This repository adapts and extends the upstream nomic-ai/contrastors to finetune and pretrain Nomic text embedding models on chemistry-specific scientific corpora. The resulting models are named ChEmbed and are optimized for chemical literature retrieval and related tasks.

The training was executed on Compute Canada (Narval) using 4× A100 GPUs.


Features

  • Built on FlashAttention for efficient training
  • Multi-GPU support (PyTorch Distributed / Deepspeed)
  • GradCache for large batches
  • Hugging Face Transformers integration (BERT-style encoders)
  • CLIP-style contrastive objectives with paired and triplet data

Quick start (standard, with internet)

  1. Create and activate a virtualenv
python3 -m venv .venv
source .venv/bin/activate
  1. Install core build tools and dependencies
pip install wheel packaging ninja setuptools torch
pip install -r requirements.txt
pip install -e .
  1. Install FlashAttention from source if your environment requires it; refer to wheels/README.md for more details.

Training on Compute Canada (offline-friendly)

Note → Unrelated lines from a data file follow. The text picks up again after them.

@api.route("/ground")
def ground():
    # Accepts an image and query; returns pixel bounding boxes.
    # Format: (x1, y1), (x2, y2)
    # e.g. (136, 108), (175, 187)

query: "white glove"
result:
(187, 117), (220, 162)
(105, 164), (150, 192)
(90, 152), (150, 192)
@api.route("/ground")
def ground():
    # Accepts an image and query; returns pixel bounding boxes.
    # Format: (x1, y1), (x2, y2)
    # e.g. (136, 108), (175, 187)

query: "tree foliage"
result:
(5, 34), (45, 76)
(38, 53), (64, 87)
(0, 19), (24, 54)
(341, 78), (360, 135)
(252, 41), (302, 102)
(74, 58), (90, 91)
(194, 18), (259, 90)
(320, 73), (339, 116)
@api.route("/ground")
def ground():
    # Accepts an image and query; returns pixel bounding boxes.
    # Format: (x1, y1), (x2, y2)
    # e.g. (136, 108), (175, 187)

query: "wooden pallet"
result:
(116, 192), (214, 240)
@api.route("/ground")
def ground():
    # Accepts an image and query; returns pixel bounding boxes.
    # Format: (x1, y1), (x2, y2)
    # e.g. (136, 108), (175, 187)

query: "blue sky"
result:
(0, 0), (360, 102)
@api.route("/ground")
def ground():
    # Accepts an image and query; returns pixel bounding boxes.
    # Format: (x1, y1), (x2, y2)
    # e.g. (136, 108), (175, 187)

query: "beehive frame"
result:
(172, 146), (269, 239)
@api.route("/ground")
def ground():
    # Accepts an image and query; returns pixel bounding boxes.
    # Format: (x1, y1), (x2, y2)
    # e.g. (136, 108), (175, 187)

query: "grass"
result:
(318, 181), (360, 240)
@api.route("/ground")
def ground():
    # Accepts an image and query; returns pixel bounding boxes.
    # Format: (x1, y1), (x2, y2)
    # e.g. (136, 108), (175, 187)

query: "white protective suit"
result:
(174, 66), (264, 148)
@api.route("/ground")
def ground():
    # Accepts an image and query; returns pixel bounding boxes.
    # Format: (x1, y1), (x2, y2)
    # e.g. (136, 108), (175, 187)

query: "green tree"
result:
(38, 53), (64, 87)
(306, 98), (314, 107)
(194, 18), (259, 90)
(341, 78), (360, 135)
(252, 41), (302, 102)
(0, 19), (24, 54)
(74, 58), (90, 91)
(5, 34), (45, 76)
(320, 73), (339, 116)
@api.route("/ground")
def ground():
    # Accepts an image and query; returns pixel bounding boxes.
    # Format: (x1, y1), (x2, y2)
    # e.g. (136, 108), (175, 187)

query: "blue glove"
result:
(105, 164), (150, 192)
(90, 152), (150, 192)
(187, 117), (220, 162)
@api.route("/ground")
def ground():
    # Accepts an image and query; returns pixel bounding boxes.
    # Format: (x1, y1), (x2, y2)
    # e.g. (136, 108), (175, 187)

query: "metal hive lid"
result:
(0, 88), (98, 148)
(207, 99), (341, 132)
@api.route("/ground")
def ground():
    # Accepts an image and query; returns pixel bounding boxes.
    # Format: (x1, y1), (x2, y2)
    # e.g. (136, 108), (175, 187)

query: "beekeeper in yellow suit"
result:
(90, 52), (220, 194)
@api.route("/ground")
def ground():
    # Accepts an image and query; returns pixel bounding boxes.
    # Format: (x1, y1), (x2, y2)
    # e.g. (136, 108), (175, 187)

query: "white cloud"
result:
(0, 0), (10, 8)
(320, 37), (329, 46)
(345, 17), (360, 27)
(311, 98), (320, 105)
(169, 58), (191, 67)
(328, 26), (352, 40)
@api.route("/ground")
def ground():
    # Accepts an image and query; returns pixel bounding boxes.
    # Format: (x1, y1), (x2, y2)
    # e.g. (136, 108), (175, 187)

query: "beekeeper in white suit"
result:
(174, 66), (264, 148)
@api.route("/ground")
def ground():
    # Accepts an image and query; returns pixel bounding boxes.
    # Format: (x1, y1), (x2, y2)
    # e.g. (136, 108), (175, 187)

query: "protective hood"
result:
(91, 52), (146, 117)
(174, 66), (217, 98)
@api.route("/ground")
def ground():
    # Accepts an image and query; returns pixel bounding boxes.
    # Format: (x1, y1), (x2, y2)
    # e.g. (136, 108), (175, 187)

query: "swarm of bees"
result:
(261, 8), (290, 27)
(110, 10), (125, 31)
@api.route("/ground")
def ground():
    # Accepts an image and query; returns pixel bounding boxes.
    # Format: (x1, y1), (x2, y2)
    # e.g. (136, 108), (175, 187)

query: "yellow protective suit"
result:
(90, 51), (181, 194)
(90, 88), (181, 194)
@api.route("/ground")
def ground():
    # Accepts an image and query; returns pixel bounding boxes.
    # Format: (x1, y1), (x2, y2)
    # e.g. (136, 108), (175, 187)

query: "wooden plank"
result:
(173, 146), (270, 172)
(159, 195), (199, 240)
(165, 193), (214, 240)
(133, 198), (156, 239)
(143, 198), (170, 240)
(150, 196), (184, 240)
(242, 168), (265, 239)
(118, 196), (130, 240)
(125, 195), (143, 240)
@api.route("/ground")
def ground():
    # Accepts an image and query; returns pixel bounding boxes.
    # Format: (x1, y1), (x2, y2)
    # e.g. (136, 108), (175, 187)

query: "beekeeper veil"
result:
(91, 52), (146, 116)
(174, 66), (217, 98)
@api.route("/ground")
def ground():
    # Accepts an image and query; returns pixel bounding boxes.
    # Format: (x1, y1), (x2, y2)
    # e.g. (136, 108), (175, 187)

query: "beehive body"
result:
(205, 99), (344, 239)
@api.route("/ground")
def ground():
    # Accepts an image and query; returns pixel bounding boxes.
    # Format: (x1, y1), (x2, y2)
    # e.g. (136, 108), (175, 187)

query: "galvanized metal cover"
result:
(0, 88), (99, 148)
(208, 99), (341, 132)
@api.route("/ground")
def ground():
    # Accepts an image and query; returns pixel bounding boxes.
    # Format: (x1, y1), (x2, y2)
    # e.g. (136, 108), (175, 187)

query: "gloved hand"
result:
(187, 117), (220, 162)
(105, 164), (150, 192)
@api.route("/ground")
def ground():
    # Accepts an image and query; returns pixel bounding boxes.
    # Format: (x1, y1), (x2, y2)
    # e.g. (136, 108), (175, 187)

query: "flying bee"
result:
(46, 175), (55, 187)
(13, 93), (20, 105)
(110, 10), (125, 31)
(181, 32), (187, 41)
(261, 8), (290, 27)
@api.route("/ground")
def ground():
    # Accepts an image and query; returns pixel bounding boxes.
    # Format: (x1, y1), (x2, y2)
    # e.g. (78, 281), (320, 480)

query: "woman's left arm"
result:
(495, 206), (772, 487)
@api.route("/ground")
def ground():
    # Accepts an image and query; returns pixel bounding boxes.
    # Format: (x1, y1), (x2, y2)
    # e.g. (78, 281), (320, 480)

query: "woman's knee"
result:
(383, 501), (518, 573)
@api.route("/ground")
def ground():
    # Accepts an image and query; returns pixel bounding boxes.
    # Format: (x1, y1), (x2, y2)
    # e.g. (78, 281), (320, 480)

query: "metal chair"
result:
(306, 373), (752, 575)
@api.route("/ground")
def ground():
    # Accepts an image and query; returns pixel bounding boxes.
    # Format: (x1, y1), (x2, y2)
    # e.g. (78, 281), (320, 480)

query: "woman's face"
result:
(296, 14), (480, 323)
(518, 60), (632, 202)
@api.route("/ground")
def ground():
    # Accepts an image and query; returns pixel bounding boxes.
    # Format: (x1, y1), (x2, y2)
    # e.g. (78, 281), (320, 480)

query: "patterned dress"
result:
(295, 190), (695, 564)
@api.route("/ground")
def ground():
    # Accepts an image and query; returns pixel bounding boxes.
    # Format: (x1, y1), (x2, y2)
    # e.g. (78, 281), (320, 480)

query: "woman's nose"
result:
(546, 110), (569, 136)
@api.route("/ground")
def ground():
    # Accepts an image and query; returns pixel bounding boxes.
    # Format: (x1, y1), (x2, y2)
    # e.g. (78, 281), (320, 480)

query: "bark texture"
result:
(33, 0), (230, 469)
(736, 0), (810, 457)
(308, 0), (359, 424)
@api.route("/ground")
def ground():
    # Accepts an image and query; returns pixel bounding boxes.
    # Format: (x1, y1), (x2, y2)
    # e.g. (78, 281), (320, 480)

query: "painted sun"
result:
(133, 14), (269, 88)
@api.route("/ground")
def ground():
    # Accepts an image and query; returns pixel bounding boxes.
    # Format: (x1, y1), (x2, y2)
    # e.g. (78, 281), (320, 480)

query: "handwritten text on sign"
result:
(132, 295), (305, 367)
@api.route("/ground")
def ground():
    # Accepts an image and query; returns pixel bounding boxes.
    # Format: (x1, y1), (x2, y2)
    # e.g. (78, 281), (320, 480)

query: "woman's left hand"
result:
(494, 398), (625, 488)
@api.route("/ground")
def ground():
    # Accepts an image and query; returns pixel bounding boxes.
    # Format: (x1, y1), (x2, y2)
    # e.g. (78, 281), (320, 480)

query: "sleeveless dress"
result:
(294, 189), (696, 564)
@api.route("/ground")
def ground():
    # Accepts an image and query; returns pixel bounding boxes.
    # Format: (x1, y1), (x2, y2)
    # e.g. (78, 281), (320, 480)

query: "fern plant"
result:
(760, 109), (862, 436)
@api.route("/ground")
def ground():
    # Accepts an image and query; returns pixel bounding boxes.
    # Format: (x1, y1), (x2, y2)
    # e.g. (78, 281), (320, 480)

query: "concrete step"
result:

Use the provided batch script training-script.sh, which sets up the environment and launches training:

sbatch training-script.sh

What it does:

  • Loads site modules (CUDA 12.2, GCC 12.3, Python 3.10, etc.)
  • Configures offline caches for Hugging Face (HF_HUB_OFFLINE=1, HF_DATASETS_OFFLINE=1)
  • Creates a venv on $SLURM_TMPDIR
  • Installs wheels from the local wheels/ directory (see wheels/README.md) and requirements-cc.txt
  • Launches training with 4 GPUs via torchrun

If you do not have access to the internet, you can build the environment manually:

  • Place all required wheels under wheels/ and follow wheels/README.md for downloading the correct dependencies.
  • Point setup.py to use requirements-cc.txt instead of requirements.txt when installing on Narval.
with open("requirements.txt") as f:
    requirements = f.read().splitlines()

Change requirements.txt to requirements-cc.txt if you want to default to the Compute Canada set when running pip install -e . in an offline context.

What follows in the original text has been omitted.